January 9th, 2018
According to Wisconsin Physicians Service Insurance Corporation, there is limited coverage for the GeneSight® Psychotropic (AssureRx Health, Inc, Mason, OH) gene panel. GeneSight® testing may only be ordered by licensed psychiatrists or neuropsychiatrists contemplating an alteration in neuropsychiatric medication for patients diagnosed with major depressive disorder (MDD) (in accordance with DSM IV/V criteria) who are suffering with refractory moderate to severe depression after at least one prior neuropsychiatric medication failure.

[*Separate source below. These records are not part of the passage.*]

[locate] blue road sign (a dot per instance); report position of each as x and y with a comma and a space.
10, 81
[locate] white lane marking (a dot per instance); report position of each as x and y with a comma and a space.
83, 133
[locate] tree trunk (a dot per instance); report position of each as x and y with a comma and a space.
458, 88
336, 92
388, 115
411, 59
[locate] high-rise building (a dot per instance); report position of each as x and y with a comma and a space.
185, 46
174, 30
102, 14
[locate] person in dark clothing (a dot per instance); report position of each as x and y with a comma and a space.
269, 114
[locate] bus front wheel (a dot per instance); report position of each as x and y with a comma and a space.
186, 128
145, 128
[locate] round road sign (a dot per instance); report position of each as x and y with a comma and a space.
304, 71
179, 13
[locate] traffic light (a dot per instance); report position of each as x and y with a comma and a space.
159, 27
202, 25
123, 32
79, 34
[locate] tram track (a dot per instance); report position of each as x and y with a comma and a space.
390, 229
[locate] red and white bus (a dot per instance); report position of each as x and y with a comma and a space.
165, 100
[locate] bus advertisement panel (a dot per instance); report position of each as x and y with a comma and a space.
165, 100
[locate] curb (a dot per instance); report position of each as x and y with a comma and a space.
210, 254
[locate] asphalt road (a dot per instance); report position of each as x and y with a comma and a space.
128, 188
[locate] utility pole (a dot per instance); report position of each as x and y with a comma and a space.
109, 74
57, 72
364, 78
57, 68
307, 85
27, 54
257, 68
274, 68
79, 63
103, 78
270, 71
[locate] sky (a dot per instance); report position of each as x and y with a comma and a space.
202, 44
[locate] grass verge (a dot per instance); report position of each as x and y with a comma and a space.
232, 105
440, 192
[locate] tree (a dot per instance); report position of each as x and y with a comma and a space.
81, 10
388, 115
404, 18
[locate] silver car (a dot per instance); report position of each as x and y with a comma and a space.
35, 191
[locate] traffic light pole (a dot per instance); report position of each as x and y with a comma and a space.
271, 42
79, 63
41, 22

GeneSight® Psychotropic is a multiplex pharmacogenomic test involving the analysis of fifty alleles (SNPs) from six different genes and a clinical outcomes-based decision support modeling tool that weights the influence of the various alleles/SNPs with respect to thirty-two different psychotropic pharmaceutical agents. The test results in the differentiation of psychoactive drugs that are likely to be effective and well-tolerated by a particular patient versus those that are not. In multiple prospective clinical studies, the use of GeneSight® to guide neuropsychiatric pharmaceutical selection and prescription has demonstrated an increased patient response to treatment from 60% to 250% (as measured by the standardized 17-item Hamilton Rating Scale for Depression or HAM-17; response is defined as ≥ 50% reduction in HAM-D17 score) versus unguided, empirical treatment (or treatment as usual).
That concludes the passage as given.